Çoğu insan Messi’nin kariyerinde
en iyi hücum ortaklığını Neymar ve Luis Suarez ya da Neymar ve
Kylian Mbappe ile kurduğunu düşünür. İsim olarak öyle olabilir, ama
uyum anlamında en etkili hücum hattını Pedro ve David Villa ile
kurmuştu. Bilhassa Villa’yla olan uyumları eşsizdi.

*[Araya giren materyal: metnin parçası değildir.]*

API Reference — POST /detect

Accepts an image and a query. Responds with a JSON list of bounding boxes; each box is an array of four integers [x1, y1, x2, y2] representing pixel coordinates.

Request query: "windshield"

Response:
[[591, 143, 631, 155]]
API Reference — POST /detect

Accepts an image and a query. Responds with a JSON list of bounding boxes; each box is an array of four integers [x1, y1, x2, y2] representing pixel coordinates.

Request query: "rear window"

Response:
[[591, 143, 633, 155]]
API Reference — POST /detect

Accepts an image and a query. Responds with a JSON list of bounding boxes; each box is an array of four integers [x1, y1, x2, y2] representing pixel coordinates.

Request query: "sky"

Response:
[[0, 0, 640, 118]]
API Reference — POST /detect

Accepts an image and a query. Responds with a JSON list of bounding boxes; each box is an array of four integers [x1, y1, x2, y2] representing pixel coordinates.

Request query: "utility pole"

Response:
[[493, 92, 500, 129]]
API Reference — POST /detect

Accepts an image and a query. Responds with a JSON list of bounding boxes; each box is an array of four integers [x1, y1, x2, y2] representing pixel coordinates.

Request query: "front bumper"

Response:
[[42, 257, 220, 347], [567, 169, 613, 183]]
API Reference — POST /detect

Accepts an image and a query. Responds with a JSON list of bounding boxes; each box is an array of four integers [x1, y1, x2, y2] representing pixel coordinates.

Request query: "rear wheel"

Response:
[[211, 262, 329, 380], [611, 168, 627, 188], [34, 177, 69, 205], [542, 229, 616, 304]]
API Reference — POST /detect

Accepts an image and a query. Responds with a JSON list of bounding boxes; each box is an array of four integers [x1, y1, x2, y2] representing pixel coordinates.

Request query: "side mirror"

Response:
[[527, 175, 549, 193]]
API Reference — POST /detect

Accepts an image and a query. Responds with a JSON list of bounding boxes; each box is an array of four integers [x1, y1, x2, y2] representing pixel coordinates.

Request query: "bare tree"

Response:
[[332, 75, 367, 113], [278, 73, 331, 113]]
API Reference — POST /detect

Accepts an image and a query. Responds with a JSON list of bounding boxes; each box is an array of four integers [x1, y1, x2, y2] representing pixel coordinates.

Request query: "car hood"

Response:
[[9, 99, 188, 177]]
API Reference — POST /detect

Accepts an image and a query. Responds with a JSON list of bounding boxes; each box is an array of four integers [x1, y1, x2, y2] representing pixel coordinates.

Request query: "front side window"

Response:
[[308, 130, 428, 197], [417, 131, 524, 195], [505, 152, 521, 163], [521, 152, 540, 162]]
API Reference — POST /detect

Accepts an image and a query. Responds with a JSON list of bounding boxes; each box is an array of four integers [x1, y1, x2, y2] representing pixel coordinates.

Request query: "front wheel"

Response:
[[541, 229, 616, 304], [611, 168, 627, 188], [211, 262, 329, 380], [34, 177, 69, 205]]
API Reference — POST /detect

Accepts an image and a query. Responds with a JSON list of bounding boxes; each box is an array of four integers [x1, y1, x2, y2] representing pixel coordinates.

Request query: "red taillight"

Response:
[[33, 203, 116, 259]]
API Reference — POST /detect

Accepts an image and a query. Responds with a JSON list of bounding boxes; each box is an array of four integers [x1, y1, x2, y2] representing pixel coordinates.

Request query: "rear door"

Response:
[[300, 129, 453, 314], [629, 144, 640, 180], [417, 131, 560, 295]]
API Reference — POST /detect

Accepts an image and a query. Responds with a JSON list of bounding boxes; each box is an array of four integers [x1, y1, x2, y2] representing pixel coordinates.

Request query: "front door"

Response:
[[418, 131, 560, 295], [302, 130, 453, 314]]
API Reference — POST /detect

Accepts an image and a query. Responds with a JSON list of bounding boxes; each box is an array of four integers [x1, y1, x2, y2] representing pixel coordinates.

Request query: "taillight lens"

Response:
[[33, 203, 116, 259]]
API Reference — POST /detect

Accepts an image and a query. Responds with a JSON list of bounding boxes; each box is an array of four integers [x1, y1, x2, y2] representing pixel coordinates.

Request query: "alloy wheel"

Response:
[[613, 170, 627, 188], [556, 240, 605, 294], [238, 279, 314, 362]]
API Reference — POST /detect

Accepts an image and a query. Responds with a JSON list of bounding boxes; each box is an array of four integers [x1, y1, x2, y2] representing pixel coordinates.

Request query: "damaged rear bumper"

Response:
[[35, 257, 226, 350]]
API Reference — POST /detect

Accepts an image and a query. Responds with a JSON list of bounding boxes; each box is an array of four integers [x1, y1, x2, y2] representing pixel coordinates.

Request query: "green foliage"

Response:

Messi’nin Barcelona’da sahte
dokuz olarak kullanıldığı yıllarda Villa sol kanatta destekleyici
forvet rolündeydi. Villa hem Messi tarafından oluşturulan alanlara
mükemmel hareketleniyor hem de kendisi tarafından manipüle edilen
rakip sağ beklerle stoperler arasında geniş boşluklar oluşmasını
sağlıyordu.
Alvarez de tıpkı Villa gibi
hücum üçlüsünün her yerinde oynayabiliyor, ceza sahası içinde tam
bir golcü içgüdülerine ve farkındalığına sahip ve çok hızlı olmasa
da rakip savunmalardan bir anda kurtulmasını sağlayan keskin
dönüşleri bulunuyor. Tehlikeyi herkesten daha önce seziyor ve bu da
onu tıpkı Villa gibi hızlı düşünen bir forvet
yapıyor.
Hareketliliği ve pres gücüyse
Messi’nin futbol hayatının sonbaharında daha da ihtiyacını duyduğu
şeyler. Öyle ki, eğer Messi 2026’da da olmak isterse, bu Alvarez
sayesinde gayet mümkün görünüyor. Alvarez’in yanında kendini
muhtemelen en az beş yaş daha genç hissediyordur.
GÖRKEMLİ VE HÜZÜNLÜ BİR YÜRÜYÜŞÜN SON ADIMLARI
Messi ve Alvarez’in dün gece
üçüncü goldeki ortaklıklarıysa, Messi sayesinde asla unutulmayacak
ikonik bir âna dönüştü. Daha dört gün önce Hollanda’ya karşı bu
dünyaya ait olamayacak bir gol pası vermişti zaten. Hepimiz onun
başka bir galaksiden geldiğine bir kez daha ikna olmuştuk. Bir
uzaylı gösterisine daha gerek var mıydı?
Josko Gvardiol hem bu Dünya
Kupası’nın hem de genel olarak dünyanın en iyi savunmacılarından
biri. Ama başka galaksiden dünyaya düşmüş bir uzaylının karşısında
bunun hiçbir önemi kalmıyor. Bir anda herhangi bir savunmacıya
dönüşüyorsunuz. Sıradanlaşıyorsunuz. Herkes gibi
oluyorsunuz.
Messi bu duyguyu on beş yıldır
birçok savunmacıya tattırdı. Sergio Ramos’a, Pepe’ye, Jerome
Boateng’e, Rio Ferdinand’a, John Terry’ye, Thiago Silva’ya, Raphael
Varane’a… Gvardiol ise bu duyguyla biraz erken tanışmış oldu. Bu
belki kendisi için bir avantajdır. Sonuçta bir daha böyle bir şeyle
karşılaşmayacak. Başına gelebilecek en kötü şey dün gece geldi. Ve
bu sayede yirmi yaşında bir anda olgunlaştı.
Messi için ise bu gol onun hem
büyüklüğünü hem de son dansını kusursuz tanımlıyor. Artık adımları
eskisi gibi hızlı değil belki, ama bu fiziksel hız kaybı, sanki
aklını daha da hızlandırmış durumda. Bu sayede rakibini ağır
çekimde bile neye uğradığını şaşırtabiliyor.
Jonathan Wilson, geçen
gün The
Guardian’daki köşesinde
Messi’nin son Dünya Kupası hakkında çok güzel bir makale kaleme
aldı. Şöyle diyordu bir bölümünde: “Messi’nin bu Dünya Kupası’ndaki
her maçı, insan güzelliğinin geçici kırılganlığının ve zamanın
sonsuz yürüyüşünün bir simgesi.”
Evet, bir yanıyla çok görkemli,
diğer yanıyla da olabildiğince hüzünlü bir yürüyüş bu. Bir yandan
ilk gündeki gibi hâlâ çok güzel, diğer yandan her güzel şeyin bir
sonu olduğunu hatırlatıyor.
Pelé bu kupayı henüz 17
yaşındayken, ilk Dünya Kupası’nda kazanmıştı. Messi ise 35’inde,
son Dünya Kupası’nda kazanmaya artık çok yakın. Ve biz onu
seyretmeye hâlâ âşığız. Ama Walter Benjamin’in dediği gibi, ilk
bakışta değil, son bakışta aşk. Bizi büyüleyen de bu.